Le début d’année est souvent une période creuse pour les galeries. Après l’effervescence de l’automne, l’hiver s’étire et le marché a du mal à se réveiller. C’est la période pendant laquelle certaines en profitent pour faire des travaux, d’autres pour montrer des artistes qui ne sont pas les plus en vue de leur programmation et d’autres pour présenter des expositions collectives, plus centrées autour d’un thème ou d’une esthétique. C’est le cas des expositions dont il est question aujourd’hui.

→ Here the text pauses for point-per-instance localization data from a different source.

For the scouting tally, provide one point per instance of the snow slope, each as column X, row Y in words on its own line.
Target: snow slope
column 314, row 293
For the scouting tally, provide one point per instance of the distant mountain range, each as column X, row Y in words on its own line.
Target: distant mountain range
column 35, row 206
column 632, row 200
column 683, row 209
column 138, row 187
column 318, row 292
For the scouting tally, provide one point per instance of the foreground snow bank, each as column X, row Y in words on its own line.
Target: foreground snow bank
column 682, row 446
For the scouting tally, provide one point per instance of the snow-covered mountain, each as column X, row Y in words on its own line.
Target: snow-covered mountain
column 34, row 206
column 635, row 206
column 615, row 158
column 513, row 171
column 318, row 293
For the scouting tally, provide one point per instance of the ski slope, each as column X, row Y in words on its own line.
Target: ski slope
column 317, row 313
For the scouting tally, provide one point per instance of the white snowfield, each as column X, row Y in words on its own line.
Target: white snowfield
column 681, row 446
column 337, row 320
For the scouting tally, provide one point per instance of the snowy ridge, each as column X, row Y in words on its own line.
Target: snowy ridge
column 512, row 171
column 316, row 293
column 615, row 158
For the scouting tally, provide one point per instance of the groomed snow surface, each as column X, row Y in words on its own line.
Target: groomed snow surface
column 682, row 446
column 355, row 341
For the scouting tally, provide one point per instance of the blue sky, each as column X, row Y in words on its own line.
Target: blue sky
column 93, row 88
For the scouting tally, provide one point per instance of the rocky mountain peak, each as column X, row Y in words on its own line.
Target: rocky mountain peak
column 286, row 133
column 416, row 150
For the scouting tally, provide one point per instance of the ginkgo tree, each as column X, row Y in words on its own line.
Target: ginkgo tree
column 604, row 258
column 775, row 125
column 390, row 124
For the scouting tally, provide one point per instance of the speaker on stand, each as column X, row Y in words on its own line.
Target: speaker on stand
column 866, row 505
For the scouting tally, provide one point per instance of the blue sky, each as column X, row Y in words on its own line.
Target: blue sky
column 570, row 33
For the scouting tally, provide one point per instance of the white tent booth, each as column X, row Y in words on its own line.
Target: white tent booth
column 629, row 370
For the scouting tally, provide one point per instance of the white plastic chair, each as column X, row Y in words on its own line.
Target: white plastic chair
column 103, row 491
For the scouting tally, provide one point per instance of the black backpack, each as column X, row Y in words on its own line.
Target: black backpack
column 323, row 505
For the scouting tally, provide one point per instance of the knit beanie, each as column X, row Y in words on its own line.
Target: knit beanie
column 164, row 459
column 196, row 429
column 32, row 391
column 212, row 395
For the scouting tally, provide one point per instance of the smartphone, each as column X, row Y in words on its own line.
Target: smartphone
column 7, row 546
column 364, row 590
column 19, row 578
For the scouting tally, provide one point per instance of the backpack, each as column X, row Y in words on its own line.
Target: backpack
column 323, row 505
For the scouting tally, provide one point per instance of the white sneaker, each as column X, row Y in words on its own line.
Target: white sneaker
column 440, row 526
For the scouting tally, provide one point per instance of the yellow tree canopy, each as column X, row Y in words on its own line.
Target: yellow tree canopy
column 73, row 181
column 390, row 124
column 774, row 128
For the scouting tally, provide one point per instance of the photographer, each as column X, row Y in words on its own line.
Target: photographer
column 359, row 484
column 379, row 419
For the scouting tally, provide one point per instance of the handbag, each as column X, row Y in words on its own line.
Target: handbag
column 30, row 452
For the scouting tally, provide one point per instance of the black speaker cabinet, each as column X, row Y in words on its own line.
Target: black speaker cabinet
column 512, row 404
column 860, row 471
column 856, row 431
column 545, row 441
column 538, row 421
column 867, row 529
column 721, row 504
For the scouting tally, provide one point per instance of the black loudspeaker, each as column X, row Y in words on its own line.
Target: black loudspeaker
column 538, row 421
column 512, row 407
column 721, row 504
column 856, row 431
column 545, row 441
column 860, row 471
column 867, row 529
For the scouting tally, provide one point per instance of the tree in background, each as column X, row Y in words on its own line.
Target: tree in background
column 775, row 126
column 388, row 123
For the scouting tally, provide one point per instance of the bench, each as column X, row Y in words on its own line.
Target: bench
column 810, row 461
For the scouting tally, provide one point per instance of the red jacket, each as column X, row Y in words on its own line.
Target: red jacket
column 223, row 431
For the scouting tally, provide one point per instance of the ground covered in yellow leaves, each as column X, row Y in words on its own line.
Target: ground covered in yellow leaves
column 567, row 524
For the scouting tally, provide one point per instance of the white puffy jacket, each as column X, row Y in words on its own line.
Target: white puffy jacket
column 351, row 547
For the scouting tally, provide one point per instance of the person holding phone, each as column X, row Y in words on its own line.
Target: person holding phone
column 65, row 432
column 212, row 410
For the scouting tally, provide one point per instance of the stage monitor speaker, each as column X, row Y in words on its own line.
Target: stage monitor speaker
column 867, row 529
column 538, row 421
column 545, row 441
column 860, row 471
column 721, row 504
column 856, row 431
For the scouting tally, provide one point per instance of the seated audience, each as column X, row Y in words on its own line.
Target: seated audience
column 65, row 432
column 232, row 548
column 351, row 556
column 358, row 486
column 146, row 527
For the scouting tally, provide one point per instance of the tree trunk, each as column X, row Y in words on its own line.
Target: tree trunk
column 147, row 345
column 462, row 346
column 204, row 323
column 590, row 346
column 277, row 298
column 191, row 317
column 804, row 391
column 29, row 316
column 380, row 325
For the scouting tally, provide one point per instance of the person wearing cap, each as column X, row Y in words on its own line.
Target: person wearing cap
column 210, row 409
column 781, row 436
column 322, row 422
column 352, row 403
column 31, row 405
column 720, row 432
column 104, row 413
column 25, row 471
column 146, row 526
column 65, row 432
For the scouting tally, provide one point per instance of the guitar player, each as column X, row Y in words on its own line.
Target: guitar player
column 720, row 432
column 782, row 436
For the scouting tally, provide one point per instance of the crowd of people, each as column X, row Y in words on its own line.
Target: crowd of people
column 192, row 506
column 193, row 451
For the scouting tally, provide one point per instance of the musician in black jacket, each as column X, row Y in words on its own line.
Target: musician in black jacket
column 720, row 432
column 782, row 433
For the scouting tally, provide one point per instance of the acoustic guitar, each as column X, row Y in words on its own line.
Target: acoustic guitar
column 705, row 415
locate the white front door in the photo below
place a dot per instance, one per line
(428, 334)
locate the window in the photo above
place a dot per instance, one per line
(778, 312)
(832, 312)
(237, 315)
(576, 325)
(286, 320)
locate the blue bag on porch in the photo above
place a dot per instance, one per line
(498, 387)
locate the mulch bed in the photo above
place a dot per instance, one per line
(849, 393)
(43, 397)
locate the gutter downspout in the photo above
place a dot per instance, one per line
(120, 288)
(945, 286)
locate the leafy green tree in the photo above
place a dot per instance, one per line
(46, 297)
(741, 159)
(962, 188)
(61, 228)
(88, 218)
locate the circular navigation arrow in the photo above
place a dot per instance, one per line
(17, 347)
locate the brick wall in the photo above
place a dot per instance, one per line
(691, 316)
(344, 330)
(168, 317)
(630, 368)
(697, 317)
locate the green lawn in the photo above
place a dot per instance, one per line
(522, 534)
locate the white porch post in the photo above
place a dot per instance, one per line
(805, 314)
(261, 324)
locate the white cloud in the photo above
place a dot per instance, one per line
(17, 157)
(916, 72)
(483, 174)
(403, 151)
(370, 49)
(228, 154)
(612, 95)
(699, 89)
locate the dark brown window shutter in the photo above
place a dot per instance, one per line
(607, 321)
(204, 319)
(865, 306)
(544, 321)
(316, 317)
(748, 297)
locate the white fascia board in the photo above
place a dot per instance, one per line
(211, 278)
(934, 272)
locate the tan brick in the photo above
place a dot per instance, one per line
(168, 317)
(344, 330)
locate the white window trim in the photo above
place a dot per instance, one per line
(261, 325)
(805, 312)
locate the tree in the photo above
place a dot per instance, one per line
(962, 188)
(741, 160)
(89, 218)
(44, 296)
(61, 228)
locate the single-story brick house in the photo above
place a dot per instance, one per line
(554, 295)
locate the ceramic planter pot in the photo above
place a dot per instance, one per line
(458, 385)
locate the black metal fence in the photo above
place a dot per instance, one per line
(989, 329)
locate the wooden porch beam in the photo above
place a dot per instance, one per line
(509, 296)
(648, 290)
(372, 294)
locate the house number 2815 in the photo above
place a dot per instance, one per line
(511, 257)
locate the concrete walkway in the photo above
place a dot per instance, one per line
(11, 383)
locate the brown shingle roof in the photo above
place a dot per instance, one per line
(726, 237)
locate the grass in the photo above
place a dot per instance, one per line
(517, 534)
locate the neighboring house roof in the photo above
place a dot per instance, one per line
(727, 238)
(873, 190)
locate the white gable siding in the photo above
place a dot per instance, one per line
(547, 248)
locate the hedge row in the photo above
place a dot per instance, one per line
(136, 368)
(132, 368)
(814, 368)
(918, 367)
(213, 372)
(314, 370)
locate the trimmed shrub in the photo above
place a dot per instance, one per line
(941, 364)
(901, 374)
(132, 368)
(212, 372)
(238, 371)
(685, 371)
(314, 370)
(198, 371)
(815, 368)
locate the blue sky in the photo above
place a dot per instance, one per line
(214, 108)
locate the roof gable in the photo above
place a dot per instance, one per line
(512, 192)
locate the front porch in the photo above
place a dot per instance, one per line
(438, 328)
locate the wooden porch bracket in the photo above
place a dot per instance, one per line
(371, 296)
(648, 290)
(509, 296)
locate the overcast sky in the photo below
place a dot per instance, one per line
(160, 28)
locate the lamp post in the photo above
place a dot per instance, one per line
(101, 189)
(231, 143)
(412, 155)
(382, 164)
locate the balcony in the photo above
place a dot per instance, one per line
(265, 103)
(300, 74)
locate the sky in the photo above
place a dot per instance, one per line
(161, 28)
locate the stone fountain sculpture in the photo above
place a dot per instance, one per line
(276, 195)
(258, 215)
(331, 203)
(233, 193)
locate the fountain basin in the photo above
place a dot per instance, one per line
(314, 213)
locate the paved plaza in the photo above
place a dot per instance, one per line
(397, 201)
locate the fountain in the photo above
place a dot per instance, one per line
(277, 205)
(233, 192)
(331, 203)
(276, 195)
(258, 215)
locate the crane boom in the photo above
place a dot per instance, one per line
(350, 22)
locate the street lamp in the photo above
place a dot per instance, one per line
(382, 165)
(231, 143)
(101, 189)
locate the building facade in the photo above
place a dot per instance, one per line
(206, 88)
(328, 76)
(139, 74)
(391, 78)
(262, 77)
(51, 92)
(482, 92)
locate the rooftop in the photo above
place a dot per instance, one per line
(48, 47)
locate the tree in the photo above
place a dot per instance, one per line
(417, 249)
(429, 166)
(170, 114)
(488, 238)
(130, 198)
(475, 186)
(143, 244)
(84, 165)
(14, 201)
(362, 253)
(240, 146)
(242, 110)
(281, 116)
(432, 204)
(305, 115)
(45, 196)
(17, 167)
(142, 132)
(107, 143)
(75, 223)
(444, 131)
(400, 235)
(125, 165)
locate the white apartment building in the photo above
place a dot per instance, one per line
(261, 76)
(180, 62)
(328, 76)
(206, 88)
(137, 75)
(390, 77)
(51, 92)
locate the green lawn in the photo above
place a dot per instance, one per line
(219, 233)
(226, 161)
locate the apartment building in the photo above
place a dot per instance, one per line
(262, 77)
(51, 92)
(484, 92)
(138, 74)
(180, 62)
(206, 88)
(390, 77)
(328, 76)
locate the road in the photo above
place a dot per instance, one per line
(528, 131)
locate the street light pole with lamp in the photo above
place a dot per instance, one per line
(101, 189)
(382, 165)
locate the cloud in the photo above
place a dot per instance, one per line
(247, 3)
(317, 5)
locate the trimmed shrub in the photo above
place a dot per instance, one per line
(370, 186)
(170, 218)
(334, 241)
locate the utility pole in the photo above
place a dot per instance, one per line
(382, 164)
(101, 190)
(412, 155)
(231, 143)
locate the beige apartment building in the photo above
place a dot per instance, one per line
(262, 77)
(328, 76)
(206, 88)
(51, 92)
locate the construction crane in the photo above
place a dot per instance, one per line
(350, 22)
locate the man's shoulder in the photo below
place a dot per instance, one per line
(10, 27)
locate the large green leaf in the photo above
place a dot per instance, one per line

Dilecta est une maison d’édition mais aussi une galerie qui propose généralement des multiples. Mais depuis quelque temps, elle montre des pièces uniques et c’est le cas avec l’exposition qui vient d’ouvrir, confiée au jeune commissaire Thomas Fort. Il s’agit en fait d’une exposition centrée autour de la peinture figurative, en majorité française, et qui a pour point de départ un roman de Yôko Ogawa, Le Musée du silence. Dans ce livre, un muséographe est invité par une vieille femme à réaliser un musée dans la grange de sa propriété, située en périphérie d’un village japonais. Il y découvre une somme d’objets hétéroclites récoltés au gré de la mort des habitants de la bourgade et qui vont d’un sécateur rouillé à la dépouille d’un chien, en passant par des pièces de vaisselle ou un coffret de tubes de peinture vides. La vieille dame lui explique comment elle a passé sa vie à subtiliser ces objets, dans le but d’en faire une sorte de mémoire collective, mais qui correspond aussi à son désir propre. Comme le dit Thomas Fort : « Le roman porte une réflexion sur l’écriture de l’Histoire, qui au-delà des grands récits, se joue aussi dans le sillage silencieux de la disparition des êtres, et des objets banals qu’ils laissent derrière eux. »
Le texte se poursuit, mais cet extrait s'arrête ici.